Google and Apple are currently taking 15%-30% of non-ad revenue from developers. While Android has always been seen as a more open ecosystem than iOS, Google’s own “walled garden” has become too constricting for some big developers. Since Android doesn’t require apps to be installed through the Play Store to run, these companies are trying something very different to avoid paying their cut to Google. What does this mean?
High-profile Apps Sidestep Google Play’s Fees
According to Bloomberg, Match Company, the parent company of the widely known dating app Tinder, has changed their payment process to require users to enter credit card information directly into the app. This will bypass the fees normally taken from Android transactions through the Play Store. As Match Group’s most profitable title, Tinder’s move could mean a huge loss for Google, and Match has a host of other apps it could follow suit with.
Tinder is not the first major app to sidestep Google’s fees. Epic Games released the Android version of its hit game Fortnite on its own platform, completely outside of the Play store. While the launch was initially met with security issues, Epic Games was able to claim its entire in-app earning potential that would have gone in part to Google.
Are Developers Ready to Skirt Apple and Google?
While Epic Games and Match Group were willing to take the risk of forgoing Google Play, most developers treat the 30% fee as the required cost of doing business with powerful and reliable brands. The App Store provides Apple’s quality control and expansive ecosystem ensuring brand safety and access to valuable users. While Epic Games circumvented the Google Play store, it still released Fortnite on iOS on the App Store and took the hit.
iOS, being more “locked down,” doesn’t really offer the option to install apps that don’t originate in the App Store, aside from corporate apps and QA instances through services like TestFlight. Apple keeps a close eye on these sorts of apps though, so someone like Epic going that route would get shut down pretty quickly.

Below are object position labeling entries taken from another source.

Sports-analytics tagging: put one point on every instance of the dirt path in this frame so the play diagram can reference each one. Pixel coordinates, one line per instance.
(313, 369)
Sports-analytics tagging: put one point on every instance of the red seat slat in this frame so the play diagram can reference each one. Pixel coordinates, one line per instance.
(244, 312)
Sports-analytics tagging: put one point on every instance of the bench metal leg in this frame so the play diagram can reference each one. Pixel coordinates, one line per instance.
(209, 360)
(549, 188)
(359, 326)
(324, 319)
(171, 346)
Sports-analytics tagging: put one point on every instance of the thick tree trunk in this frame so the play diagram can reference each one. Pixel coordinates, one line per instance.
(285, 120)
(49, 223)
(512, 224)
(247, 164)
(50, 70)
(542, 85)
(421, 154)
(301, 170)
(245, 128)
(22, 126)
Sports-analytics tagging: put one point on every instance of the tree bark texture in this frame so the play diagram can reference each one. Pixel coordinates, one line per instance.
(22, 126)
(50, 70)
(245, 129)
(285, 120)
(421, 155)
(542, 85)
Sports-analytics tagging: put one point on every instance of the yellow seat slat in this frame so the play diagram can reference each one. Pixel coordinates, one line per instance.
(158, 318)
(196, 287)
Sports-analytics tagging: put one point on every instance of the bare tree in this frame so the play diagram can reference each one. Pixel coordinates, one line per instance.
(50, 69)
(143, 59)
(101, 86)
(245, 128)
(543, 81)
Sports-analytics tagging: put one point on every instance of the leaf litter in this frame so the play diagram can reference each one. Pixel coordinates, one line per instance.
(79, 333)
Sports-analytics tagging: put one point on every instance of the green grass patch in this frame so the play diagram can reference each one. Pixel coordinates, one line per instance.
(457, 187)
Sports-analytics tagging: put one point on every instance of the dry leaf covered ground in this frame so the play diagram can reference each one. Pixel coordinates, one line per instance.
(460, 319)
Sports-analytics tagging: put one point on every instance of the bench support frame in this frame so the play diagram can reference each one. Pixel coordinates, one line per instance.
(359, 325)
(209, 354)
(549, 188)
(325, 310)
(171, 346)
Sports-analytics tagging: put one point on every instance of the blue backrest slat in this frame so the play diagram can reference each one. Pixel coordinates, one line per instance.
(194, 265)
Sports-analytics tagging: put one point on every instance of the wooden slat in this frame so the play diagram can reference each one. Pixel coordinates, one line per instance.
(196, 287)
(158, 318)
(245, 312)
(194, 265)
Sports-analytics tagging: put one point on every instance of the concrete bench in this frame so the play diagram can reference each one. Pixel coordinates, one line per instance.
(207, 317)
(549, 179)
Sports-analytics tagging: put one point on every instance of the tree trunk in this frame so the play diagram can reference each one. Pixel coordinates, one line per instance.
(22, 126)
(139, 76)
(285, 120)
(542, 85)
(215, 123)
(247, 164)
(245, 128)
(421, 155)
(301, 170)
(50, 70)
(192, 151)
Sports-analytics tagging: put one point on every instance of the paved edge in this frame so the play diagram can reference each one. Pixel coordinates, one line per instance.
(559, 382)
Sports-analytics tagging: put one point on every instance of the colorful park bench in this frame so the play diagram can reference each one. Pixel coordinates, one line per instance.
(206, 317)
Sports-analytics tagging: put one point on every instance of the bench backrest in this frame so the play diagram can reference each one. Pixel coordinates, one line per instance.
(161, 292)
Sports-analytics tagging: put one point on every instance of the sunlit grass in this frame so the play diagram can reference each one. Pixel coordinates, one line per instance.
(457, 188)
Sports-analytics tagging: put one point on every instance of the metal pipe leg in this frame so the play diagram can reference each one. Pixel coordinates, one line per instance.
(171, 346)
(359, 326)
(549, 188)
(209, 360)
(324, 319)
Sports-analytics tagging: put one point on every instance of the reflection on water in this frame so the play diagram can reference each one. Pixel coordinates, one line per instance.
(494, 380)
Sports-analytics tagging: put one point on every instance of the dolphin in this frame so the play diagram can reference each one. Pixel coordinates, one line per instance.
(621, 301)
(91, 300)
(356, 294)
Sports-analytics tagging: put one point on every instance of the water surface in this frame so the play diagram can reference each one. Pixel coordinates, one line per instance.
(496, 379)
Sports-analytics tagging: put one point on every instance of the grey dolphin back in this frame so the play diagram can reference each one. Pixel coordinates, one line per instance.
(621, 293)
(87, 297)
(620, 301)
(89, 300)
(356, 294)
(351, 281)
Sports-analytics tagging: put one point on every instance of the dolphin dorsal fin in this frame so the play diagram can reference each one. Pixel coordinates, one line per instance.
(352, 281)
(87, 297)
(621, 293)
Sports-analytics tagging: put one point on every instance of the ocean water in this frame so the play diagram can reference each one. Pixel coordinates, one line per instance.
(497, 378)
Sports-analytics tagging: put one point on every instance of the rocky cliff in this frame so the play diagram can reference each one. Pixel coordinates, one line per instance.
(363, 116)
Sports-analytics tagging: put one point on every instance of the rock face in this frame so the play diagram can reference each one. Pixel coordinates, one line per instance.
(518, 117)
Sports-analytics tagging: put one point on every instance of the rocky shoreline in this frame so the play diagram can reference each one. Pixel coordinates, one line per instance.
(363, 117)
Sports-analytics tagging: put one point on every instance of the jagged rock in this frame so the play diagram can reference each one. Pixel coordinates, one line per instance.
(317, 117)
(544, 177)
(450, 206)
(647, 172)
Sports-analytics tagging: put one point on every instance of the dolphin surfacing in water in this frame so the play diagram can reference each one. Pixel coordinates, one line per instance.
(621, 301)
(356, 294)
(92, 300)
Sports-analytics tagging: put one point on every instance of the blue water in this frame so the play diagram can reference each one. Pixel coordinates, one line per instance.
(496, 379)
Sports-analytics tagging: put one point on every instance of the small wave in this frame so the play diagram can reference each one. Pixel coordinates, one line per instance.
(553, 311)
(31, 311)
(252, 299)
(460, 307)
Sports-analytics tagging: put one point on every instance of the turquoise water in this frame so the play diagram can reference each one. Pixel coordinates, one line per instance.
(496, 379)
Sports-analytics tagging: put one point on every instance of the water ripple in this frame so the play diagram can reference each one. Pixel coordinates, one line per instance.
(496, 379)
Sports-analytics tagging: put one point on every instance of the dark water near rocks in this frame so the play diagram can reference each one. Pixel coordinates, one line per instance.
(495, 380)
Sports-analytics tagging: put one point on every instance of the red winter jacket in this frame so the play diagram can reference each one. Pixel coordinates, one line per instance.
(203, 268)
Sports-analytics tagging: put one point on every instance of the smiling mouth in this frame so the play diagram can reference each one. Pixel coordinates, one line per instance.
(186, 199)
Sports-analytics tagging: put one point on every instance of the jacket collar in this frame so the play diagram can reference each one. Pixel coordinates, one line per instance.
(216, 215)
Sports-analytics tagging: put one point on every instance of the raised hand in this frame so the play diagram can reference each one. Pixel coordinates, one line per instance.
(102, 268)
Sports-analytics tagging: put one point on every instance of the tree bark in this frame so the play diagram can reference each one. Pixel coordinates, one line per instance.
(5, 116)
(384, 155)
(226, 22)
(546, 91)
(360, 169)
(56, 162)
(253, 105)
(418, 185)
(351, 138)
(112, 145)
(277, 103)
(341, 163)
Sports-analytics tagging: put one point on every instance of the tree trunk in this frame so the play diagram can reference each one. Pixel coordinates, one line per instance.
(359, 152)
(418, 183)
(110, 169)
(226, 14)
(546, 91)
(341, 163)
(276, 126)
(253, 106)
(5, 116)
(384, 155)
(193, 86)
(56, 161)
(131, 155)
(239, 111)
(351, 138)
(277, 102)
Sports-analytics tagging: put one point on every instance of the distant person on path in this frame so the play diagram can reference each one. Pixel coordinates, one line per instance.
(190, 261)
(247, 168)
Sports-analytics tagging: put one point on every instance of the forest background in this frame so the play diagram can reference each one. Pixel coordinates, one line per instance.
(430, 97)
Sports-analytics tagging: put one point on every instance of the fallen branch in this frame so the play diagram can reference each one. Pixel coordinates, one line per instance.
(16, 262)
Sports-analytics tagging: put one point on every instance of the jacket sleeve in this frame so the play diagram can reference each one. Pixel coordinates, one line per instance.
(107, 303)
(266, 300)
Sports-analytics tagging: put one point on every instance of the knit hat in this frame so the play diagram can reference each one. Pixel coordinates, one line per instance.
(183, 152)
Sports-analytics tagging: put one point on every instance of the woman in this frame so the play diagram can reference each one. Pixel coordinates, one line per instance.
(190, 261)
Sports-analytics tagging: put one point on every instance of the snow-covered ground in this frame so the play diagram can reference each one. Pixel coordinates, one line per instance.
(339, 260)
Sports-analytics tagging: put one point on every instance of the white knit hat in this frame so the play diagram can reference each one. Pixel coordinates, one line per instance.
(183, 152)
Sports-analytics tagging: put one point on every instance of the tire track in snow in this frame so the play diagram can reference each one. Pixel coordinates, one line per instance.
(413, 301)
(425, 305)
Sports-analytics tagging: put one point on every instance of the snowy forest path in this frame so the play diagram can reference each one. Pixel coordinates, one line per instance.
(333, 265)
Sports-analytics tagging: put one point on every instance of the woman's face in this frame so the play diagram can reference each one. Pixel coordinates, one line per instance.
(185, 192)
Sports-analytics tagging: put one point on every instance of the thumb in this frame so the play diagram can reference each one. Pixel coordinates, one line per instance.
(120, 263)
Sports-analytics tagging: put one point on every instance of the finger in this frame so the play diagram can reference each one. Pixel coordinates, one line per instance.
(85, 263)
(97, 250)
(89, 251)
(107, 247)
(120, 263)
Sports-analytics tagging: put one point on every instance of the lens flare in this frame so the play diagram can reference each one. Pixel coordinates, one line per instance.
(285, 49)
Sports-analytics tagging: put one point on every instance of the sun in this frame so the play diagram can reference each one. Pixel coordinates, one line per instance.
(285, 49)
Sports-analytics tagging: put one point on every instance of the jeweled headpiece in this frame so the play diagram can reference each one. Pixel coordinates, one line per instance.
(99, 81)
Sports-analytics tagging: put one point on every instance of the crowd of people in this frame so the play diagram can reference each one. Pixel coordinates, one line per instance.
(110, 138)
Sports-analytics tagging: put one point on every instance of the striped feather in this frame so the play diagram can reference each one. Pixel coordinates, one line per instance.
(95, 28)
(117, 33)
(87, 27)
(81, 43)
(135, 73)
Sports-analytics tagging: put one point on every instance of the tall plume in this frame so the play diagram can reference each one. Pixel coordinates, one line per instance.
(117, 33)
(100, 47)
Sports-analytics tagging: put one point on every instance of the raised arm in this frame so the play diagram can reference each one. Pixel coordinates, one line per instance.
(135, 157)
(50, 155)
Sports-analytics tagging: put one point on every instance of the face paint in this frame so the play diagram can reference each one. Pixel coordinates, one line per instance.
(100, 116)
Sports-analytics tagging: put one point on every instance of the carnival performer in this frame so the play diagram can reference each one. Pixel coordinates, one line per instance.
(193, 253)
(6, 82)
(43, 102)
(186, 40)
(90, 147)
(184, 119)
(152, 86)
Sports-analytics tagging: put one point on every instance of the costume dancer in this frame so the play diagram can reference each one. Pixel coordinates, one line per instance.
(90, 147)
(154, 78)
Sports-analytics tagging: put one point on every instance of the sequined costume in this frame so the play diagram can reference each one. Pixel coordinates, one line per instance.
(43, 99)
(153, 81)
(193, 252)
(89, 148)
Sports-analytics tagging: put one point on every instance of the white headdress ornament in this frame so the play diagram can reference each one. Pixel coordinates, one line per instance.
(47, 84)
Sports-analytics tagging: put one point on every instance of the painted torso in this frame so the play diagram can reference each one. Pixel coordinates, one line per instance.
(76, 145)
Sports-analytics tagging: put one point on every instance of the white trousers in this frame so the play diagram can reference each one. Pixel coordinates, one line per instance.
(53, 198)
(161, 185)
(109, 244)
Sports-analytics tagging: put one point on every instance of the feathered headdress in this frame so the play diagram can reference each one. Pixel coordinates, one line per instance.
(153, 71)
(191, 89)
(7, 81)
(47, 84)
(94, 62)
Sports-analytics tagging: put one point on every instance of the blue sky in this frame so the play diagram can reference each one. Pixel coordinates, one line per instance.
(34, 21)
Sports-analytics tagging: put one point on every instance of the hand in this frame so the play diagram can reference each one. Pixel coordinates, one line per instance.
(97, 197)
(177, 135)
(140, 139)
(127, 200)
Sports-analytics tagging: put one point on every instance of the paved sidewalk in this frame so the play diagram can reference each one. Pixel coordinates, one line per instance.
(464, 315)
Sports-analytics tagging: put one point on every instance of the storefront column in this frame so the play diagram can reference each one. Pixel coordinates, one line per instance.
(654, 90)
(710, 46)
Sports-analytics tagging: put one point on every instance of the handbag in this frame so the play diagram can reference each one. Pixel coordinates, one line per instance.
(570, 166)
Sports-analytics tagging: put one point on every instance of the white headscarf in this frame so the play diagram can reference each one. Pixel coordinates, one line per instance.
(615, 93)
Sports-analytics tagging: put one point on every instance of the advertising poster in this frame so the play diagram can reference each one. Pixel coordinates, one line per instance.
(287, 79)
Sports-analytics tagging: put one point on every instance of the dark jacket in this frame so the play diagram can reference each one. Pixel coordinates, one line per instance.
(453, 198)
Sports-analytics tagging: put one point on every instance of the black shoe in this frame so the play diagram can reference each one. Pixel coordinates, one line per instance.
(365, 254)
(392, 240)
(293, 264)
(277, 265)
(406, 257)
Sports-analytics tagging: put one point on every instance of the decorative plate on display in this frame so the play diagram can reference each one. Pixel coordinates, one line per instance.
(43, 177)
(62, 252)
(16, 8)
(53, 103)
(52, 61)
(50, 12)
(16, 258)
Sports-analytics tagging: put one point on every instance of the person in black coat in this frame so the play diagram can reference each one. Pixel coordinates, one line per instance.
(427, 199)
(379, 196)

Major companies can’t afford to ignore iOS users, who tend to spend more than their more numerous Android counterparts. For example, according to Apptopia, Tinder’s iOS revenue almost doubled that of its Android app for all of Q2.
Perhaps that’s the rub for these companies with Google, and paying 30% shares for a smaller portion of revenue is cutting into their bottom line more than the increased revenue from iOS users.
What Apps Can Gain and What Stores Could Lose
Most app publishers have accepted having to pay these store “taxes” but with two high-profile apps avoiding them, more titles could follow suit. Games currently have the highest consumer spend in app stores, so both companies could lose a significant source of revenue if game developers follow the lead of Fortnite and Tinder to avoid app store fees. It should be noted that the App Store and Google Play Store only take a cut from in-app purchases and not ad revenue. Losing earnings from in-app purchases could mean broader losses for both companies and major gains for app developers. It might be a while until we see the full impact of these moves but developers are surely contemplating the lucrative possibilities of bypassing app stores.